Performing observational studies
Work in commercial and industrial settings, domestic environments and public spaces
Problems of method, communication and comprehension in collaborations between ethnographer and system developer are also of special concern.
CSCW 2004 tutorials
listed all of the above as desirable skills to know.
Mainstream research
A 2004 list of "coordination and communication technologies" includes: » "Innovations and experiences with Intranets, the Internet, WWW"
"Innovative installations: CSCW and the arts" » "Innovative technologies and architectures to support group activity, awareness and telepresence"
"Social and organizational effects of introducing technologies" » "Theoretical aspects of coordination and communication"
"Methodologies and tools for design and analysis of collaborative practices", for example social network analysis » "Ethnographic and case studies of work practice"
"Working with and through collections of heterogeneous technologies" » "Emerging issues for global systems"
Plenary addresses on Open Source Society and Hacking Law' suggest a bold, civilization-building, ambition for this research.
Less ambitiously, specific CSC fields are often studied under their own names with no reference to the more general field of study, focusing instead on the technology with only minimal attention to the collaboration implied, for example video games, videoconferences. Since some specialized devices exist for games or conferences that don't include all of the usual boot image capabilities of a true "computer", studying these separately may be justified. There is also separate study of e-learning, e-government, e-democracy and telemedicine. The subfield telework also often stands alone.
Early research
The development of this field reaches back to the late 1960s and the visionary assertions of Ted Nelson, Douglas Engelbart, Alan Kay, Glenn Gould, Nicholas Negroponte and others who saw a potential for digital media to ultimately redefine how we work. A very early thinker, Vannevar Bush, even suggested in 1945 As We May Think.
Numbers
The inventor of the computer "mouse", Douglas Engelbart, studied collaborative software (especially revision control in computer-aided software engineering and the way a graphic user interface could enable interpersonal communication) in the 1960s. Alan Kay worked on Smalltalk, which embodied these principles, in the 1970s, and by the 1980s it was well regarded and considered to represent the future of user interfaces.

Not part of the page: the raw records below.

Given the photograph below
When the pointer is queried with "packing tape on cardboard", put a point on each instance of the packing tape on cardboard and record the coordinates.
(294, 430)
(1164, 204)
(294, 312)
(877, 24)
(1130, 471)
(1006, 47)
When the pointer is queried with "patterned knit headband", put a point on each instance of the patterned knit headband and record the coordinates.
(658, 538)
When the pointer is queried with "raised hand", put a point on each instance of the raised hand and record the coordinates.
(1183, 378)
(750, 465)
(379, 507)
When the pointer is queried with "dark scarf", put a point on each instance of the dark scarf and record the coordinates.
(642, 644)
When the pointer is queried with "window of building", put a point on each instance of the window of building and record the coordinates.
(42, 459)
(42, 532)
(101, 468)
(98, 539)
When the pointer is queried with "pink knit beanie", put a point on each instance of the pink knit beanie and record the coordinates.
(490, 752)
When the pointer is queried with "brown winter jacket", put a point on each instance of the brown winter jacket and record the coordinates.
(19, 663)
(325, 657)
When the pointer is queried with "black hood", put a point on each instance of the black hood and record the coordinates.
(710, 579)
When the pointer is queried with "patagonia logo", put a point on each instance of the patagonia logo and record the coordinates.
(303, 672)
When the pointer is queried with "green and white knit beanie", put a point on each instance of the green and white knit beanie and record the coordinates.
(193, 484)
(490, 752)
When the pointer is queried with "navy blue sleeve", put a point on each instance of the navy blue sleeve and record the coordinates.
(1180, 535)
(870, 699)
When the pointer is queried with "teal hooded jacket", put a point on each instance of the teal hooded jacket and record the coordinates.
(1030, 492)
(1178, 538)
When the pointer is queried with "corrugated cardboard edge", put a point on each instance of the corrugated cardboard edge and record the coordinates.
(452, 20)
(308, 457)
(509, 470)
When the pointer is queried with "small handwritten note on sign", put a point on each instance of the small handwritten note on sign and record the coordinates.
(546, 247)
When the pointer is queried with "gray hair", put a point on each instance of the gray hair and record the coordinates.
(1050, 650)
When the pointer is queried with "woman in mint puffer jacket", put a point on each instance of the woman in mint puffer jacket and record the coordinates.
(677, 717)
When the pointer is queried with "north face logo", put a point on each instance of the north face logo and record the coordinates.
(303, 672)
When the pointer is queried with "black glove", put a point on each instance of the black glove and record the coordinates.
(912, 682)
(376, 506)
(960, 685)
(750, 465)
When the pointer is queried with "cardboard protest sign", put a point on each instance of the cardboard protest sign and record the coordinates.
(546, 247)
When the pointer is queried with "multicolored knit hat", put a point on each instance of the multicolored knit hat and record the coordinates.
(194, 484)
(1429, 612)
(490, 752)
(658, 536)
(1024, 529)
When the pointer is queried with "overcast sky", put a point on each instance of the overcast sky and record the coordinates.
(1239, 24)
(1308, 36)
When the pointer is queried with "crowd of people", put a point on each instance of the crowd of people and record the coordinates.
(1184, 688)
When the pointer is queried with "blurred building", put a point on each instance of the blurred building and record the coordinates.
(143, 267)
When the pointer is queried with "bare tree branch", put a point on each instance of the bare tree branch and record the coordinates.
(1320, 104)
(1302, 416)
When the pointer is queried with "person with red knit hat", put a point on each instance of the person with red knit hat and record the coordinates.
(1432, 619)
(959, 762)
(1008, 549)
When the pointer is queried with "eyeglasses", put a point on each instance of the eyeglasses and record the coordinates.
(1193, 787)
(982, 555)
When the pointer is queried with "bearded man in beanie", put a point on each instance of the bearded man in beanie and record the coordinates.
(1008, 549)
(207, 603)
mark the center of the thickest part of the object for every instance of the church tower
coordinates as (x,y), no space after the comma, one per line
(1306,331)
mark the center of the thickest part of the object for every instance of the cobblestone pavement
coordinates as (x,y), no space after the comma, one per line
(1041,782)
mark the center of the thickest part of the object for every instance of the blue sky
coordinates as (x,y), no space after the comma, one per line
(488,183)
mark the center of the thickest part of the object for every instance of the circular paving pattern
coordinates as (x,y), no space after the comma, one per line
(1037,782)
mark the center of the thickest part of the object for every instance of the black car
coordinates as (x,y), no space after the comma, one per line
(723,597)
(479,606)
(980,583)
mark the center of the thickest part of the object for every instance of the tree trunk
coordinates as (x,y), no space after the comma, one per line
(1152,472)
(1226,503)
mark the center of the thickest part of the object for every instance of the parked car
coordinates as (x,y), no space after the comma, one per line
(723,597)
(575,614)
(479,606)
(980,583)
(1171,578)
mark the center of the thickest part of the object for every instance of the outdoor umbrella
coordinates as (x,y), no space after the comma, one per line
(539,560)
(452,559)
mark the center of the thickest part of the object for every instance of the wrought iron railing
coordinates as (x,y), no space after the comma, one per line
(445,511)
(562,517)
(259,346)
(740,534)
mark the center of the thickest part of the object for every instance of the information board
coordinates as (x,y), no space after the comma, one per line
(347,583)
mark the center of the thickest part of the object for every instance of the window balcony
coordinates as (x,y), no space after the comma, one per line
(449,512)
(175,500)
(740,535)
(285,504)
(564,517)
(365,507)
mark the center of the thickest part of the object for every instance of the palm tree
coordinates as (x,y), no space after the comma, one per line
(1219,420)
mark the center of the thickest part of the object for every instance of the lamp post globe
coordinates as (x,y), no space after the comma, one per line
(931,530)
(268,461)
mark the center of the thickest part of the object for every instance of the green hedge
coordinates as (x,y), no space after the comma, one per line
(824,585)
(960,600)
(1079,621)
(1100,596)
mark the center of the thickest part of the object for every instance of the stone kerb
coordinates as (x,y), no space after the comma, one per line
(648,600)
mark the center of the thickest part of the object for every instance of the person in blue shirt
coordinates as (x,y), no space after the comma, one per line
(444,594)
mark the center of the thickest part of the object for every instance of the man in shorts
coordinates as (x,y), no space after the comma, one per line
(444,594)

However, at this time, collaboration capabilities were limited. As few computers had even local area networks, and processors were slow and expensive, the idea of using them simply to accelerate and "augment" human communication was eccentric in many situations. Computers processed numbers, not text, and the collaboration was in general devoted only to better and more accurate handling of numbers.
Text
This began to change in the 1980s with the rise of personal computers, modems and more general use of the Internet for non-academic purposes. People were clearly collaborating online with all sorts of motives, but, using a small suite of tools (LISTSERV, netnews, IRC, MUD) to support all of those motives. Research at this time focused on textual communication, as there was little or no exchange of audio and video representations. Some researchers, such as Brenda Laurel, emphasized how similar online dialogue was to a play, and applied Aristotle's model of drama to their analysis of computers for collaboration.